I called your house when the power was out

And you picked up on the third ring with a glorious shout:

“I remember your name!” You said, but when I asked

You thought for ten minutes and then hung up at last.

///

Fog

It’s been a long time.

I’ve been asleep in the break:

I’ve been dreaming of things I could do while awake.

You were there, in my dreams, and your body was yours

But I looked and I found your face and features obscured.

I grasped for the word on the tip of my tongue 

The word that meant “you” and all that you’ve done:

You came to my house, when I was asleep,

And I let you stay when you came by my bedroom to weep

You chased out the cobwebs and dusted the shelves 

And you told off the ghosts raiding my fridge for themselves.

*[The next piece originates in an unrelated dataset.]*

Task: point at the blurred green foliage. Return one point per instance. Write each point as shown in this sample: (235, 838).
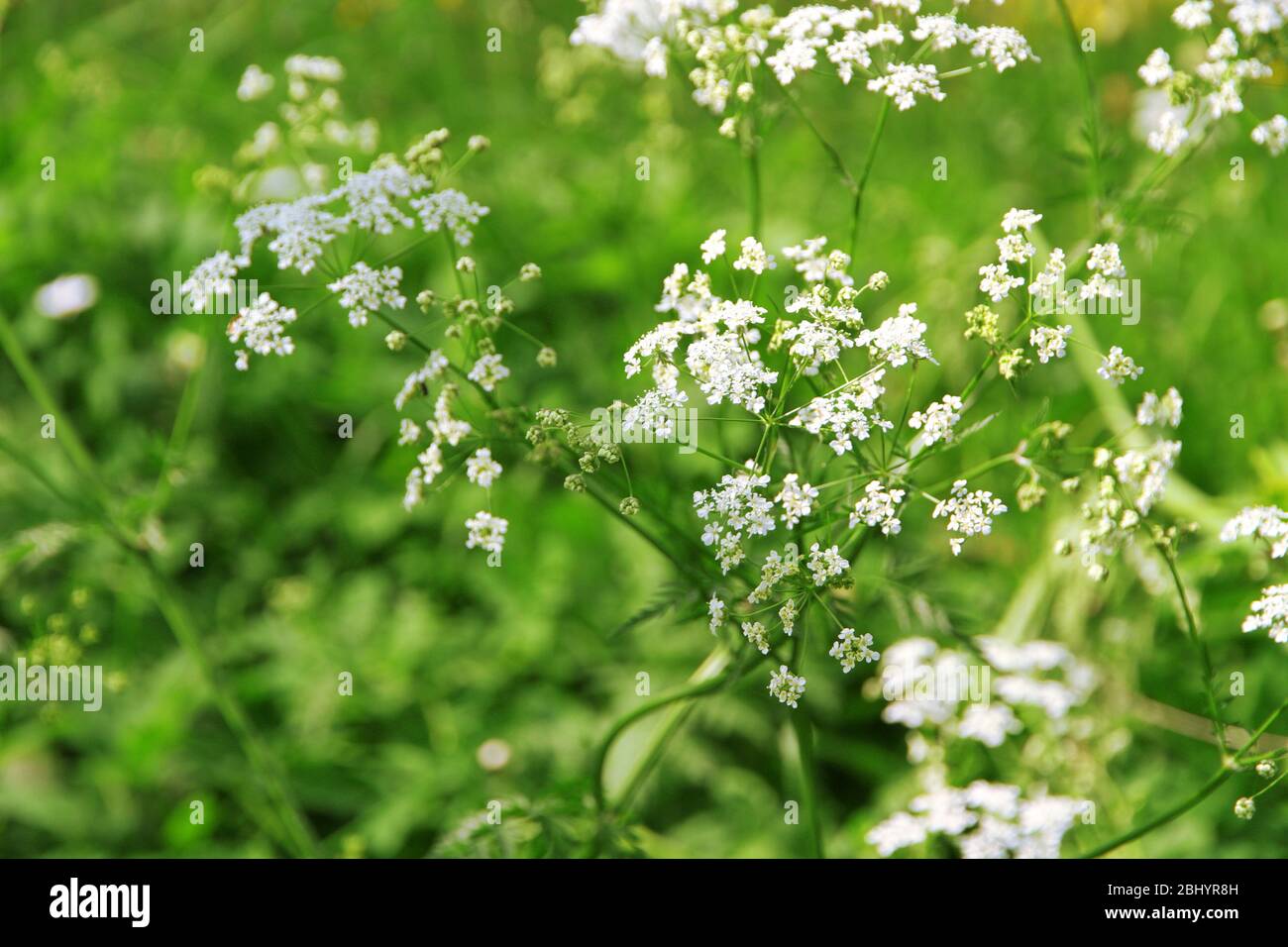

You called the landline when a storm was overhead 

And the lightning woke me up and dragged me from my bed

I tasted the word and for a moment I knew

And I tried to spit it out when you asked if I do -

But I swallowed instead, and it slid down my throat,

So I hung up the phone and I put on my coat

And I wandered outside, to the stream in the woods

And I coughed up your name to the babbling brook 

But it babbled back with a sound which wasn’t all there,

So I packed up and left and avoided your stare.


	6. Forget-Me-Not

**Summary for the Chapter:**

> a mostly atmospheric piece written to reflect my mood

Forget-me-not

You watch the shadow from the corner of your eye

And wait while it lags in its place far behind

It follows at your pace

Copies the shape of your face

And gains ground with the setting of the sun.

No urge left to run -

No fear of the haunting ghost

Which dogs your steps and plays the host

To all your forgotten dreams,

Which it hides in the slipstreams

Between the shadow and the caster

And the reluctant puppet master

It knows

Where every flower grows

In your mind’s eye

With which you spy:

See yourself, reveal yourself

Know from which paths to remove yourself

Buckle under the weight of your smile

With your shadow, all the while,

Laughing at your inside jokes

About venetian masks and gentlefolks

And roses given in pink and blue:

Those imperfect and graceless hues

With their company of forget-me-nots

Given gladly and left to rot.


	7. Day-to-Day

**Summary for the Chapter:**

> what it says on the tin - my everyday life.
> 
> trigger warnings:
> 
> chronic illness/pain

Day-to-Day

It’s tiring to think with the thorn in my side;

It’s the way that it sticks and keeps the wound wide

It’s the trip in my step, it’s the hitch in my breath

It’s the way that my dreams all lead back to death

It’s the twitch of my limbs without my control

It’s the place where my heart was replaced with a hole

It’s the beast in my throat that holds hostage my words

It’s the press of my lungs to my ribs like caged birds

It’s the twist of the knife and the turn of the hook

It’s the failure of every trick in the book

It’s the betrayal and the fear, and their forces combined

It’s the wandering body and the wandering mind

It’s the cruel machinations of traitorous nerves

It’s the difference between what I need and deserve 

It’s the fly-away hair and the waste-away muscle

It’s the wobbling skip and the lethargic bustle

It’s the way my reports of pain are rehearsed 

And the way that I know that I’m not at my worst.


	8. Gossip

Gossip

They sit upon their garden path

When the Winter turns to Spring

They wear a necklace made of garden wire

And a copper snail-tape ring

They lean in close to honey bees

And listen as the speak

Of the whispering upon the breeze

And the raven’s loosened beak

They wander past their old back gate

And down towards the shore

Where the seagulls cast away their hate

And come back crying out for more

They hold a flask of honeyed tea

With which they coat their words

And wait for when their tongue comes free

To whisper with the other birds


End file.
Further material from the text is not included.